I had chosen following indices from set2(catalog) as my test objects: [15]


\# Initialize class and set up the tree by passing it a catalog of objects.

In [54]:
code_tree = find_neighbours(tra=coords[:,0], tdec=coords[:,1])

Initializing with sphere of radius, r=1.


\# Query the neighbours of demo objects 

In [None]:
idx=code_tree.query_within_rmax(demo_ra, demo_dec)

\# Go back to brute force output and compare this result.... does it match? 

In [None]:
idx

### Compare the computer time required by our brute force algorithm vs the k-d tree algorithm 

First let's use k-d tree to query neighbours within `rmax`=15 arcsec for each object within the catalog.

In [None]:
%time idx = code_tree.query_within_rmax(coords[:,0], coords[:,1])

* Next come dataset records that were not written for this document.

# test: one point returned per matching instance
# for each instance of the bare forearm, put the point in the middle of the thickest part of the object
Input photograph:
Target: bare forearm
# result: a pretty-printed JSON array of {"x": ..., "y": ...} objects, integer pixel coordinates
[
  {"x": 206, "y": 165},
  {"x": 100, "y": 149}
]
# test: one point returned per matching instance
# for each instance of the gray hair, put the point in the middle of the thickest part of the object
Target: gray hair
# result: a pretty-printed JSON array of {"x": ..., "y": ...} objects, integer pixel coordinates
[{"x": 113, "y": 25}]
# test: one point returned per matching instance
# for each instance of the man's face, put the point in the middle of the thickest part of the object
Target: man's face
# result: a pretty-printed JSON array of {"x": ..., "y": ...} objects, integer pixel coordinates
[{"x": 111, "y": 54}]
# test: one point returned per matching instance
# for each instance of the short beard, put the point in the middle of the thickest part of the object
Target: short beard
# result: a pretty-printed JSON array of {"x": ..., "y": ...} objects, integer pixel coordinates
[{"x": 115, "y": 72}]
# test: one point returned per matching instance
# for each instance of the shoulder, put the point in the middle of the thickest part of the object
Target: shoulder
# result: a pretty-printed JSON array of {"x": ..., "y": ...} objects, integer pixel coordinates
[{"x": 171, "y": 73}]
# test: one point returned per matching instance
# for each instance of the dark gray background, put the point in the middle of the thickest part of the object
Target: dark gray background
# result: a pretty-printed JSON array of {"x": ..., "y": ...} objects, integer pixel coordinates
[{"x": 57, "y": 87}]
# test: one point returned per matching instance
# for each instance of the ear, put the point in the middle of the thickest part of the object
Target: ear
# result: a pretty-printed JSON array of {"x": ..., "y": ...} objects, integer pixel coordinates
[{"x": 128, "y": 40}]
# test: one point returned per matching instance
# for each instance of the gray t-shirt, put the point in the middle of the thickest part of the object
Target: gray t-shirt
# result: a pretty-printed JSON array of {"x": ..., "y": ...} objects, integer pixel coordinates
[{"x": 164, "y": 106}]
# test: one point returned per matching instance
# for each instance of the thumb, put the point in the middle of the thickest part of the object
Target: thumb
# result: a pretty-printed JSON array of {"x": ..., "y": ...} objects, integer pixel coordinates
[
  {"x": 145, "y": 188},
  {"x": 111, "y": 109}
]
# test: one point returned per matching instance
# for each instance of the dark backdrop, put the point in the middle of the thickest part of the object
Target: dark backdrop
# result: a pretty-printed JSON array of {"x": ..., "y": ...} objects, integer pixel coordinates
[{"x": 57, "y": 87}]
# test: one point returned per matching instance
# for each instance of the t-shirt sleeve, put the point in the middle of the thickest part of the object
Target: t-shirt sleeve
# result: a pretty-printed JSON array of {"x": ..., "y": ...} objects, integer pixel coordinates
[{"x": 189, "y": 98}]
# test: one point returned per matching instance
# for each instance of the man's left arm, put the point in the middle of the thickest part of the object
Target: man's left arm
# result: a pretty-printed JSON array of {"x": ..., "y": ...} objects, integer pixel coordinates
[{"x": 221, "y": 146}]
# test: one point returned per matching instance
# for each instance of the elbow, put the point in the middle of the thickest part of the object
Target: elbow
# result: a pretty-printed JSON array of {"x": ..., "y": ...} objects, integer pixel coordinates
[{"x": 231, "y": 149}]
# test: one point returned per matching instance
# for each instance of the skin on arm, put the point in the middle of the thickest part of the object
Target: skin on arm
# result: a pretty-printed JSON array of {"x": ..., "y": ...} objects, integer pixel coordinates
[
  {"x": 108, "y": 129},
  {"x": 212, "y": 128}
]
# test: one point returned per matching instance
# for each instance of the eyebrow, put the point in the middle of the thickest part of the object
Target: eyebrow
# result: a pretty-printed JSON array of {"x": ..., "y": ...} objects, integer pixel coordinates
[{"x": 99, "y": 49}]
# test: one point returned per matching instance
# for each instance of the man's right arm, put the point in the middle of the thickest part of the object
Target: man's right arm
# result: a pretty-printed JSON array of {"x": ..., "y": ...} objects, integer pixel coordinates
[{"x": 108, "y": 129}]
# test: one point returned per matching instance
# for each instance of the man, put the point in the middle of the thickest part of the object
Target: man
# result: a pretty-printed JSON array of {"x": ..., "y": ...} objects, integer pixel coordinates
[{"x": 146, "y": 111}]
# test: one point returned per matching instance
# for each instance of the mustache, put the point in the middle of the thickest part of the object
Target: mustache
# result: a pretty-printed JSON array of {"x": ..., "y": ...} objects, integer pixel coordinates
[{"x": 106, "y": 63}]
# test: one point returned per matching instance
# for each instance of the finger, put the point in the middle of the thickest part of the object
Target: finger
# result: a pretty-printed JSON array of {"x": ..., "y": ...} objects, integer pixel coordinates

**Reminder:** full catalog has about 2,20,000 objects... and k-d tree found neighbours for each one of them in 1-2 seconds. (This time will vary depending on your computer's capability.)

Now let's use the brute force method only for 1000 objects.

In [None]:
%time nnids,distances = query_neighbour_points(coords[:1000],rmax=15, verbose=False)

### Congratulations! Now you have learnt to - 

- use `cKDTree` to find out neighbours of a given `set1` of objects into some other `set2` of objects.

- count the number of neighbours of any given object in `set1`. 

- access the results of cKDTree and identify neighbours of each obejct in `set1` into the `set2`.

- access the coordinates and distances of each neighbour of every point in `set1`.